Alex Tabarrok discusses the problem in his MarginalRevolution post: “Ferguson and the Modern Debtor’s Prison.”
The key claim is that ongoing police enforcement of regulations combined arbitrary management of the local court system, becomes a kind of harassment carried on by mostly white police, city government, and court officials.
Ferguson is a city located in northern St. Louis County with 21,203 residents living in 8,192 households. The majority (67%) of residents are African-American…22% of residents live below the poverty level.
…Despite Ferguson’s relative poverty, fines and court fees comprise the second largest source of revenue for the city, a total of $2,635,400. In 2013, the Ferguson Municipal Court disposed of 24,532 warrants and 12,018 cases, or about 3 warrants and 1.5 cases per household. (Quoted in post here.)
Middle-income residents can hire lawyers to get out of speeding (and maybe jaywalking) citations. But lower income residents tend to get caught in the revenue-generating local “justice” system:
For a simple speeding ticket, an attorney is paid $50-$100, the municipality is paid $150-$200 in fines and court costs, and the defendant avoids points on his or her license as well as a possible increase in insurance costs. For simple cases, neither the attorney nor the defendant must appear in court.

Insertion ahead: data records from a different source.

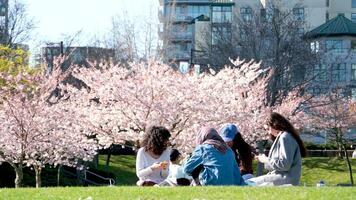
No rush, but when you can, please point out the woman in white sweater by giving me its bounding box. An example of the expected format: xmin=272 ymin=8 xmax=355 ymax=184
xmin=248 ymin=112 xmax=306 ymax=186
xmin=136 ymin=126 xmax=171 ymax=186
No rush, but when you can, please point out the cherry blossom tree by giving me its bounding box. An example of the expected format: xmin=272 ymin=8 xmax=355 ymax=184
xmin=66 ymin=57 xmax=304 ymax=152
xmin=0 ymin=60 xmax=97 ymax=187
xmin=300 ymin=88 xmax=356 ymax=185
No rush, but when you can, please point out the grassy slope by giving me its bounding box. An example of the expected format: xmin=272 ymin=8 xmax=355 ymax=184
xmin=0 ymin=187 xmax=356 ymax=200
xmin=99 ymin=156 xmax=356 ymax=186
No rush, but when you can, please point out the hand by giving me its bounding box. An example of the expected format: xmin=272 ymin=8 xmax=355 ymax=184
xmin=150 ymin=162 xmax=162 ymax=171
xmin=255 ymin=154 xmax=268 ymax=163
xmin=160 ymin=161 xmax=168 ymax=170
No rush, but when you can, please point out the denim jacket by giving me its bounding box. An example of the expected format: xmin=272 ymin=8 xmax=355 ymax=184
xmin=182 ymin=144 xmax=245 ymax=185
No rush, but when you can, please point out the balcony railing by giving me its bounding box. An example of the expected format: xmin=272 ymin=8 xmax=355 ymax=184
xmin=167 ymin=51 xmax=190 ymax=60
xmin=158 ymin=9 xmax=164 ymax=22
xmin=169 ymin=33 xmax=193 ymax=41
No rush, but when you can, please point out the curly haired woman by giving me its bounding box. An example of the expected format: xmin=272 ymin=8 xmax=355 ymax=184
xmin=136 ymin=126 xmax=171 ymax=186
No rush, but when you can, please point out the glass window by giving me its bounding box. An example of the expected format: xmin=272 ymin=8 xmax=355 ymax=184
xmin=313 ymin=64 xmax=328 ymax=82
xmin=241 ymin=7 xmax=252 ymax=22
xmin=351 ymin=88 xmax=356 ymax=101
xmin=351 ymin=40 xmax=356 ymax=50
xmin=325 ymin=40 xmax=343 ymax=52
xmin=213 ymin=6 xmax=232 ymax=23
xmin=310 ymin=41 xmax=320 ymax=53
xmin=331 ymin=63 xmax=346 ymax=82
xmin=351 ymin=13 xmax=356 ymax=22
xmin=325 ymin=12 xmax=329 ymax=21
xmin=293 ymin=8 xmax=304 ymax=21
xmin=213 ymin=12 xmax=221 ymax=23
xmin=351 ymin=64 xmax=356 ymax=81
xmin=297 ymin=28 xmax=304 ymax=37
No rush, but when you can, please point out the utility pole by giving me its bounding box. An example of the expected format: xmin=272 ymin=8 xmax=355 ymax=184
xmin=0 ymin=0 xmax=9 ymax=44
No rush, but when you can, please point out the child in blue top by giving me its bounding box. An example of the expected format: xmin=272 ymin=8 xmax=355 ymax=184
xmin=183 ymin=128 xmax=245 ymax=185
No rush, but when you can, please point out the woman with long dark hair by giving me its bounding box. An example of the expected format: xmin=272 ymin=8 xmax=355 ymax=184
xmin=219 ymin=124 xmax=253 ymax=178
xmin=249 ymin=112 xmax=307 ymax=185
xmin=136 ymin=126 xmax=171 ymax=186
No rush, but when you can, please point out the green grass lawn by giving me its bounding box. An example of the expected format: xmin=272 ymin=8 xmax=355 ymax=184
xmin=0 ymin=156 xmax=356 ymax=200
xmin=0 ymin=186 xmax=356 ymax=200
xmin=99 ymin=155 xmax=356 ymax=186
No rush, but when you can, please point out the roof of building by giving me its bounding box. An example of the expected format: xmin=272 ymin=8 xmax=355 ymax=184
xmin=306 ymin=15 xmax=356 ymax=38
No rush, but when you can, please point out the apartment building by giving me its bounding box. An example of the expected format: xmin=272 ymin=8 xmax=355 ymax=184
xmin=159 ymin=0 xmax=234 ymax=64
xmin=306 ymin=13 xmax=356 ymax=99
xmin=42 ymin=43 xmax=115 ymax=71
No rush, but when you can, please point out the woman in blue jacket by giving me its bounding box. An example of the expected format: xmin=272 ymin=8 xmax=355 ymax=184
xmin=183 ymin=127 xmax=245 ymax=185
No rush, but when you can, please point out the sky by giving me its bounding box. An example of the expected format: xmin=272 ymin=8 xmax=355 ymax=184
xmin=19 ymin=0 xmax=159 ymax=52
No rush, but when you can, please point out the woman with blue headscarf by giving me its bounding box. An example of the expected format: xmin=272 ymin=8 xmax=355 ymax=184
xmin=183 ymin=127 xmax=245 ymax=185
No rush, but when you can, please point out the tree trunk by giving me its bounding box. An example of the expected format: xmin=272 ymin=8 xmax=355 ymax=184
xmin=256 ymin=141 xmax=264 ymax=176
xmin=57 ymin=165 xmax=62 ymax=186
xmin=34 ymin=166 xmax=42 ymax=188
xmin=105 ymin=147 xmax=111 ymax=172
xmin=93 ymin=153 xmax=99 ymax=168
xmin=342 ymin=143 xmax=354 ymax=186
xmin=335 ymin=130 xmax=344 ymax=158
xmin=14 ymin=163 xmax=23 ymax=188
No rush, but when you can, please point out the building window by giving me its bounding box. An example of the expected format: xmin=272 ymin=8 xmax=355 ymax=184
xmin=325 ymin=40 xmax=343 ymax=52
xmin=293 ymin=8 xmax=304 ymax=21
xmin=297 ymin=28 xmax=304 ymax=37
xmin=241 ymin=7 xmax=252 ymax=22
xmin=188 ymin=5 xmax=210 ymax=18
xmin=310 ymin=41 xmax=320 ymax=53
xmin=351 ymin=64 xmax=356 ymax=81
xmin=313 ymin=64 xmax=328 ymax=82
xmin=212 ymin=26 xmax=232 ymax=45
xmin=351 ymin=88 xmax=356 ymax=101
xmin=260 ymin=8 xmax=267 ymax=22
xmin=351 ymin=40 xmax=356 ymax=50
xmin=325 ymin=12 xmax=329 ymax=22
xmin=213 ymin=6 xmax=232 ymax=23
xmin=351 ymin=13 xmax=356 ymax=22
xmin=331 ymin=63 xmax=346 ymax=83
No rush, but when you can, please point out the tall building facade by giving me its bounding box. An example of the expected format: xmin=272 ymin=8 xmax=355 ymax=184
xmin=234 ymin=0 xmax=356 ymax=32
xmin=158 ymin=0 xmax=234 ymax=64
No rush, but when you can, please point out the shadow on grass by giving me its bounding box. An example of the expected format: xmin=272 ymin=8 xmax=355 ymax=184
xmin=303 ymin=157 xmax=356 ymax=172
xmin=98 ymin=155 xmax=138 ymax=185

However, if you do not have the ability to hire an attorney or pay fines, you do not get the benefit of the amendment, you are assessed points, your license risks suspension and you still owe the municipality money you cannot afford….If you cannot pay the amount in full, you must appear in court on that night to explain why. If you miss court, a warrant will likely be issued for your arrest. (Source)
Jaywalking citations are no justification for charging a policeman (if that’s what happened). But people who feel they have been harassed by police over time tend to have a shorter and shorter fuse with each incident.
I wonder if the Ferguson police spend time enforcing local regulations restricting street vendors? That’s the story behind riots a few years ago across the Middle East.
Here is the page for getting a street-vending permit in St. Louis. Cooking food and selling is a common income source for people around the world. In St. Louis, potential food sellers face at least six steps and various regulations to read and regulators to visit for permits, and at a cost of at least $380 for permits…
• Health Permit application: ” $160.00 application fee, additional fees may apply. All fees must be paid with a business check or money order.”
• “If propane is being used in any way, you must obtain a Fire Permit. Cost is Twenty Dollars ($20.00)”
• And don’t forget insurance: “Insurance in the amount of twenty-five thousand dollars/fifty thousand dollars bodily injury coverage and property damage in the amount of ten thousand dollars with an insurance company of good standing on each vehicle used in the operation of the vending business.”